The orange wall sponge (Trachycladus spinispirulifer) is a species of sea sponge belonging to the order Trachycladida. It is found in the south Atlantic and Indo-Pacific oceans. Around the South African coast, it is known from the Cape Peninsula to Cape Agulhas.

== Description ==
The orange wall sponge may grow to 20 cm thick and up to 2 m in length. It is a very large firm orange-skinned sponge with a yellow interior. It grows as a wall and does not show obvious oscula. The largely smooth surface is somewhat ridged and contains unevenly distributed rough patches. It has a corky consistency.

=== Spicules ===
The following spicules make up the skeleton of this species:

- Long, thin and slightly curved tylostyles (megascleres with a point at one end and a knob at the other).
- Characteristic spinispires. These are mostly c-shaped with the ends curved in a different plane to the rest of the spicule. Spines occur on only the convex surface.

=== Skeleton ===
The sponge is made of scattered tylostyles with the heads on the substrate and the tips piecing the sponge surface.
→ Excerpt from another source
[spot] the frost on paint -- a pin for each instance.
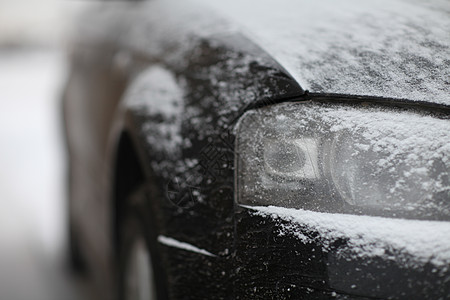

The ectosome is made of densely packed spinispires, with more scattered throughout the choanosome.

== Distribution and habitat ==
This sponge is known from the south and west coasts of South Africa, Namibia, the South Atlantic, the Vema Seamount, Australia, New Zealand, Ternate, and Zanzibar. It lives on rocky reefs at depths of 5-350 m. It is commonly found on vertical rock faces and in crevices.